My use case would be hooking up a device which spews out sensor data at 100 gbit/s over qsfp28 ethernet as directly to a GPU as possible. The new mac mini has the GPU power, but there's no way to get the data into it.

# 2x Gen4x16 + 4x Gen3x8 = 2 * 31.508 GB/s + 4 * 7.877 GB/s ≈ 90 GB/s = 720 gbit/s

barkingcat|1 year ago

There is no general purpose GPU development on Apple M series.

There is Metal development. You want to learn Apple M-series gpu and gpgpu development? Learn Metal!

https://developer.apple.com/metal/

kristianp|1 year ago

> There is no general purpose GPU

That's what GPGPU stands for. So your 2 sentences contradict each other.

rgovostes|1 year ago

It's hard to answer not knowing exactly what your aim is, or your experience level with CUDA and how easily the concepts you know will map to Metal, and what you find "restricted and convoluted" about the documentation.

<Insert your favorite LLM> helped me write some simple Metal-accelerated code by scaffolding the compute pipeline, which took most of the nuisance out of learning the API and let me focus on writing the kernel code.

Here's the code if it's helpful at all. https://github.com/rgov/thps-crack

nixpulvis|1 year ago

2024 and still finding cheat codes in Tony Hawk Pro Skater 2. Wild!

billti|1 year ago

If you know CUDA, then I assume you know a bit already about GPUs and the major concepts.
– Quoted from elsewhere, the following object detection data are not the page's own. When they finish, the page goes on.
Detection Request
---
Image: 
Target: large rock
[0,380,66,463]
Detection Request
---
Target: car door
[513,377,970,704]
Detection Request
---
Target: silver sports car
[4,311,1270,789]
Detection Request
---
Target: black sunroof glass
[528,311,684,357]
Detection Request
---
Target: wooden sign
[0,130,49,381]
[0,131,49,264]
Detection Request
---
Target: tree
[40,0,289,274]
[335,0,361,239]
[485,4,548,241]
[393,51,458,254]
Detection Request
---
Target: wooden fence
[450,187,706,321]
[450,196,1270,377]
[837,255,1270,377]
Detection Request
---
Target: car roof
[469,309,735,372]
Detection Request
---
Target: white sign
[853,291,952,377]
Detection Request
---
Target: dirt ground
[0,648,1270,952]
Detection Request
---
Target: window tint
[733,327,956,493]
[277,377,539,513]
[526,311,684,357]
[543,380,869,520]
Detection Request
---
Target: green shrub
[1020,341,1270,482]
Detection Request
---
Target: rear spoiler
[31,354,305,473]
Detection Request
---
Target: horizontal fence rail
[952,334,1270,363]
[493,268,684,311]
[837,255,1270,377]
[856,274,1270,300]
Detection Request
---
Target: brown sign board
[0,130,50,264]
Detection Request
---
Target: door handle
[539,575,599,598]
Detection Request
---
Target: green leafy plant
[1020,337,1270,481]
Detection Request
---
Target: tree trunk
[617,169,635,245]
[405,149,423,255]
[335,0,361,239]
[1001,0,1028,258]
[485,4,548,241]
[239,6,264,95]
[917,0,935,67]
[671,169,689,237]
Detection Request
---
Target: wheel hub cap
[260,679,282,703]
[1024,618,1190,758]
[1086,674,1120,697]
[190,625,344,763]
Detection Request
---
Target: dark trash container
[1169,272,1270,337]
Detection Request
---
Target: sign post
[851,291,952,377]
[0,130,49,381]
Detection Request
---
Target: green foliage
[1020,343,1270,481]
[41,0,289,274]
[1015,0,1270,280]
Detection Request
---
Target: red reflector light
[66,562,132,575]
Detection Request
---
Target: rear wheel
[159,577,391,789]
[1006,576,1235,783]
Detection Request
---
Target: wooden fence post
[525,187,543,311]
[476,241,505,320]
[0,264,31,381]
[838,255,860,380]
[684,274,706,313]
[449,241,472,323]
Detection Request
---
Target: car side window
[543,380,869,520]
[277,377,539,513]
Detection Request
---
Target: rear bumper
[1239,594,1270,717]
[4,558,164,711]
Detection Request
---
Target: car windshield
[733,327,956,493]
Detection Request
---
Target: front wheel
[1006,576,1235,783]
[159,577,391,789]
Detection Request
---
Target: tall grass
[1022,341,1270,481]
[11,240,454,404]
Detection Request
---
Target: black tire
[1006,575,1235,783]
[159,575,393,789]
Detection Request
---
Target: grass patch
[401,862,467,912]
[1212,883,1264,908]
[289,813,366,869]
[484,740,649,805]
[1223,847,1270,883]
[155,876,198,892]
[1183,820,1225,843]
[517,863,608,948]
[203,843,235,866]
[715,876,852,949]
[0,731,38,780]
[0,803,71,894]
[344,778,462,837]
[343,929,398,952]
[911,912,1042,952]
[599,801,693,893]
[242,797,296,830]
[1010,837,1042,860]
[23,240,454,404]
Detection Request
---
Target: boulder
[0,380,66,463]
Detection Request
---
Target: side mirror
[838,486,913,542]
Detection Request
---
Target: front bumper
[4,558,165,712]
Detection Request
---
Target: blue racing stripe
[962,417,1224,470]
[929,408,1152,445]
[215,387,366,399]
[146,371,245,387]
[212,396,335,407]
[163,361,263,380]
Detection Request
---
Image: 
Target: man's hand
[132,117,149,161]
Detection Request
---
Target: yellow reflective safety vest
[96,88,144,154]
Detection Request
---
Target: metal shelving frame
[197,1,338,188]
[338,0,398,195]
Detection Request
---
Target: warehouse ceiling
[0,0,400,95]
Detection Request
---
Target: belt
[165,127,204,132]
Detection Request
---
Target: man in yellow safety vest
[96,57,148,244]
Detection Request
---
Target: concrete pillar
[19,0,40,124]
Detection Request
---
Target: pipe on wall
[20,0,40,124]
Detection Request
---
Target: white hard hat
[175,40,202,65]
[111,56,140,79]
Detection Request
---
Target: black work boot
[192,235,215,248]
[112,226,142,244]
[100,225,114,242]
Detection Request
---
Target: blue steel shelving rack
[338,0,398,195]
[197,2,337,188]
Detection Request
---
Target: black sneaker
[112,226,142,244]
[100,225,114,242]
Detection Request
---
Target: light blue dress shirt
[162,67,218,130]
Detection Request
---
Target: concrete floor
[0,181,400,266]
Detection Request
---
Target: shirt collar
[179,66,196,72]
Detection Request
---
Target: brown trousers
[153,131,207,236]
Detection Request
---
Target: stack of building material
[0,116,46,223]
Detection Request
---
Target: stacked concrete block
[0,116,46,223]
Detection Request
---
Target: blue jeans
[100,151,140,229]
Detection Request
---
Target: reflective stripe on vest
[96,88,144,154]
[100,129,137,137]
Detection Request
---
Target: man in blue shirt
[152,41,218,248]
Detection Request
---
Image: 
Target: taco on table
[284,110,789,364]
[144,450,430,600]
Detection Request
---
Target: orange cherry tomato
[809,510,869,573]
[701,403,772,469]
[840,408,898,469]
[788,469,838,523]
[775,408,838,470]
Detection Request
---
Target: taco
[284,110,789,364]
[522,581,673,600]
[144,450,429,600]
There’s just minor differences and different terminology for things like “warps” etc.

With that base, I’ve found their docs decent enough, especially coupled with the Metal Shader Language pdf they provide (https://developer.apple.com/metal/Metal-Shading-Language-Spe...), and quite a few code samples you can download from the docs site (e.g. https://developer.apple.com/documentation/metal/performing_c...).

I’d note a lot of their stuff was still written in Objective-C, which I’m not that familiar with. But most of that is boilerplate and the rest is largely C/C++ based (including the Metal shader language).

I just ported some CPU/SIMD number crunching (complex matrices) to Metal, and the speed up has been staggering. What used to take days now takes minutes. It is the hottest my M3 MacBook has ever been though! (See https://x.com/billticehurst/status/1871375773413876089 :-)

dylanowen|1 year ago

People have already mentioned Metal, but if you want cross platform, https://github.com/gfx-rs/wgpu has a vulkan-like API and cross compiles to all the various GPU frameworks. I believe it uses https://github.com/KhronosGroup/MoltenVK to run on Macs. You can also see the metal shader transpilation results for debugging.

rudedogg|1 year ago

With what the OP asked for, I don't think wgpu is the right choice. They want to push the limits of Apple Silicon, or do Apple platform specific work, so an abstraction layer like wgpu is going in the opposite direction in my opinion.

Metal, and Apple's docs are the place to start.

grovesNL|1 year ago

wgpu has its own Metal backend that most people use by default (not MoltenVK).

There is also a Vulkan backend if you want to run Vulkan through MoltenVK though.

feznyng|1 year ago

Besides the official docs you can check out llama.cpp as an example that uses metal for accelerated inference on Apple silicon.

rowanG077|1 year ago

If you are open to run Linux you can use standard opencl and vulkan.

TriangleEdge|1 year ago

Why not OpenCL or OpenGL? You'll not be constrained by the flavor of GPU.

nox101|1 year ago

Sounds like you've never actually tried running those two APis across platforms?

if you want portable use WebGPU either via wgpu for rust or dawn for C++ They actually do run on Windows, Linux, Mac, iOS, and Android portably

amelius|1 year ago

Apple is known to actively discourage general purpose computing. Better try a different vendor.

saagarjha|1 year ago

idk about “known” considering they basically created OpenGL

codr7|1 year ago

Preferably one that sells computers, not fashion statements.